At Crouse Hospital in Syracuse, N.Y., we're following the Pike Place Fish Market's "FISH principles" (be there; choose your attitude; make their day; play) to encourage continued reform of our staff's culture. By doing so, we hope to help staff bridge the gap between what they know to do and actually doing it.

Recently, a group of physicians and nurses (aka the Crouse Germinators) created a rap video encouraging our staff to reduce hospital-acquired conditions (HAC) and improve patient safety (a win-win-win for our hospital, staff and patients). The chorus sings, "Hey HAC NO, Hey HAC NO, we want our complication rate to be zero ..."

The Germinators continue, "It's up to us now you and me, to give our patients quality."

Yes, it's a serious topic, but one can periodically hear the staff singing, "Don't be a shlub, take 10 seconds and scrub the hub" when they are caring for a patient's PICC line.
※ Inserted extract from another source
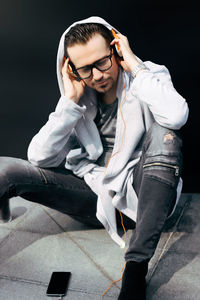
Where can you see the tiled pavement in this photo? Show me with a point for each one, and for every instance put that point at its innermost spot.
(40, 240)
We are in the process of making a sequel to our rap video with staff from all areas of the hospital--trying to create a positive emotional contagion--saying, "HAC NO" (not "heck no," get it?) when asked if they would cause a HAC.

But we are not only relying on a fun video and a catchy slogan to reduce our HACs; we're also giving our staff tools to do so.

Over the last six months we initiated Six Sigma Black Belt projects to reduce our fall risk, improve pain management and reduce CLABSIs (central line-associated bloodstream infections). Even before that, we developed our STOP CAUTI initiative to reduce catheter-associated urinary tract infections by empowering our nurses to remove Foley catheters that are no longer medically necessary, and our "Increasin' C. Dif is No Myth" initiative to lower the risk of hospital-acquired clostridium difficile colitis.

It has been most satisfying to see our efforts are being rewarded with decreasing HAC trends.

Also during this time we adopted the American Board of Internal Medicine Foundation's "Choosing Wisely" philosophy. We "Crousified" it, and as a result, we reduced our lab usage by many thousands of tests and saved the hospital more $100,000 dollars, compared with the prior year. We also reduced our blood utilization and saved more $400,000, all while caring for equally ill patients and not increasing our length of stay or readmission rates.

In Rocky III, Clubber Lang (Mr. T.) predicted "pain" when asked what Rocky could expect during their bout. Some organizations also may predict pain when trying to institute elements of the Affordable Care Act. At Crouse Hospital, we've gone "FISH-ing" to try to take the pain out of adapting to healthcare reform, which makes me want to predict success.

Mickey Lebowitz, M.D., is an endocrinologist and internal medicine physician who currently serves as senior medical quality director for Crouse Hospital in Syracuse, N.Y. He also is the author of "Losing My Patience: Why I Quit the Medical Game," published in 2009.